Baca berita tanpa iklan. Gabung Kompas.com+

Indonesia Dinilai Masih Perlu Impor Daging dan Bibit Hewan Ternak, Ini Alasannya

Kompas.com - 26/05/2022, 19:00 WIB
Ade Miranti Karunia,
Yoga Sukmana

Tim Redaksi

JAKARTA, KOMPAS.com - Peneliti Center for Indonesian Policy Studies (CIPS) Aditya Alta menilai Indonesia masih perlu impor daging dan bibit hewan ternak untuk memenuhi kebutuhannya.

Ia mengatakan mengurangi impor tanpa didukung adanya revitalisasi pada sektor peternakan hanya akan menyebabkan kelangkaan dan kenaikan harga.

"Indonesia masih membutuhkan impor daging maupun bibit hewan ternak karena ada keterbatasan pasokan domestik. Sementara permintaan daging semakin meningkat seiring dengan pertambahan populasi dan peningkatan pendapatan terutama bagi kelas menengah yang semakin bertambah," katanya dalam keterangan tertulis, Kamis (26/5/2022).

Berdasarkan outlook daging sapi 2020 dari Kementerian Pertanian, sekitar 30-40 persen kebutuhan daging sapi nasional dipenuhi melalui impor, baik daging sapi atau hewan sejenis lembu lainnya maupun sapi bakalan. Impor daging sapi didominasi dari Australia. Namun di beberapa tahun terakhir Indonesia mulai mengimpor dari India.

Baca juga: Promo BNI Java Jazz 2022, Ada Cashback hingga Hadiah iPhone 13

Menurut Aditya menyeimbangkan impor daging dan bibit hewan ternak dan ketersediaan keduanya di dalam negeri bisa saja dilakukan. Namun hal itu memerlukan perbaikan pada sektor peternakan. Permasalahan produksi daging sapi dalam negeri kata dia, terletak pada sektor industri pembibitan sapi, tahap distribusi yang panjang, dan jalur transportasi.

Daerah produksi utama sapi di Indonesia terletak di Pulau Jawa. Namun mayoritas sapi di sana digunakan sebagai sumber tenaga kerja, tabungan, atau status sosial, bukan sebagai penghasil daging. Sentra produksi sapi kedua berada di kawasan Indonesia timur dengan populasi sebesar 16 persen secara nasional.

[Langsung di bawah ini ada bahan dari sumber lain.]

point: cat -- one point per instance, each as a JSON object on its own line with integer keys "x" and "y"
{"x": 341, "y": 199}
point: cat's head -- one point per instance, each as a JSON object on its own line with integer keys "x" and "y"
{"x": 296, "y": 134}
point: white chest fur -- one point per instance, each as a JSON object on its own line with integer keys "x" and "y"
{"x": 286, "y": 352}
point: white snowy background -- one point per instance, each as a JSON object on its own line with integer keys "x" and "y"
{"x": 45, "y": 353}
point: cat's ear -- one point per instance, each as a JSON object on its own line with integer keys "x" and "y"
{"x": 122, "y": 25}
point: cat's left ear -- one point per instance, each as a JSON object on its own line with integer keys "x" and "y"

Tetapi jumlah kematian anak sapi di kawasan ini relatif tinggi dan angka kelahiran juga rendah. Tahapan distribusi yang panjang juga mempengaruhi harga daging sapi nasional. Sapi dari peternak juga harus melewati tujuh hingga sembilan tahap distribusi sebelum sampai ke tangan konsumen sebagai daging sapi.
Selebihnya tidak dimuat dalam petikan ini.